On connaît moins bien Wegman peintre que photographe mais un peu mieux Wegman peintre que dessinateur. Disons en deux mots qu’il a eu sa période bad puis sa période, comment dire… impressionniste quasi abstraite ? puisque Wegman est un artiste typiquement américain. La première période est drôle et débraillée, la seconde est drôle et excessivement raffinée. On n’échappe pas à la fatalité. C’est toujours le même diagnostic.

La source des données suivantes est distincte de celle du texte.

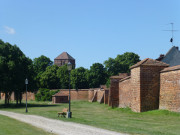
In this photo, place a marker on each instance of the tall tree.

Les « Postcards Paintings » sont conceptuellement entre les dessins et les peintures. Elles sont drôles aussi. Je m’empresse de le dire. Certains en seront consternés, les pauvres ! La photographie n’y est plus qu’une image trouvée, imprimée à des milliers d’exemplaires, pourtant ces peintures sont la continuation des « Altered Photographs » du milieu des années 70, photos sans intérêt que Wegman, dans une période de doute et d’abondance, entassa dépité jusqu’au moment où il les rendit remarquables en les massacrant, en les incisant, les découpant, les griffonnant avec le meilleur de la verve qu’il a en inépuisable réserve. Les Postcards Paintings sont moins vandales, plus baroques, elles empruntent à plusieurs répertoires graphiques et picturaux stéréotypés, comme les cartes postales elles-mêmes. Elles ont l’efficacité de l’illustration à l’américaine et elles évoquent un passé middle class, un paradis impossible mais prétendument à la portée de tous. L’enfer, c’est les autres et le paradis, c’était avant.
Avec ses oeuvres jamais vues en France, on découvrira en Wegman un architecte éclectique, un paysagiste audacieux, un urbaniste tantôt futuriste tantôt nostalgique, un adepte de la « mosaïculture », un scénariste sans complexe, un amateur d’art boulimique et éclectique, un touriste affamé… Il va beaucoup nous manquer pour le vernissage, car les valises en carton ne sortent jamais et il voyage surtout dans son atelier.
Maître-chien une partie de son temps, il n’est ni un cynique ni un artiste de niche. Il a l’insigne mérite, et c’est une singularité difficile à porter, d’être populaire au point de toucher un très large public non averti et d’être à la fois un artiste d’artistes (son premier collectionneur fut Edward Ruscha), en tout cas pour tous ceux, amis ou non des animaux, qui ne dédaignent pas qu’une oeuvre d’art puisse faire sourire — les autres peuvent toujours ricaner, tant pis pour eux ! Rabat-joie, prudes sectateurs du bon goût sévère, vestales et gardes suisses de la plus distinguée des conventions, superficiels démonstrateurs d’ostentatoire rigueur, zélateurs du dernier cri et du premier vagissement, passez votre chemin.
Je ne cesse d’admirer William Wegman depuis que par chance j’ai croisé son oeuvre. — Un critique d’art, un historien, un conservateur assermentés n’écrira jamais dans un style aussi direct, mais on m’a demandé de faire court : d’aller droit au but. Je ne suis pas servile, je suis admiratif.
Frédéric PAUL
Frédéric Paul est critique d’art, conservateur aux collections contemporaines du Centre Pompidou, MNAM CCI. Il a publié au Frac du Limousin, qu’il dirigea et où il l’exposa en 1997 et 1991, deux ouvrages de référence sur William Wegman : « William Wegman, dessins : 1977-1997 », en 1997, « William Wegman, l’oeuvre photographique: 1969-1976 », en 1991. En 2004, il l’exposa à nouveau, dans une perspective plus large, au Domaine de Kerguéhennec, qu’il dirigea.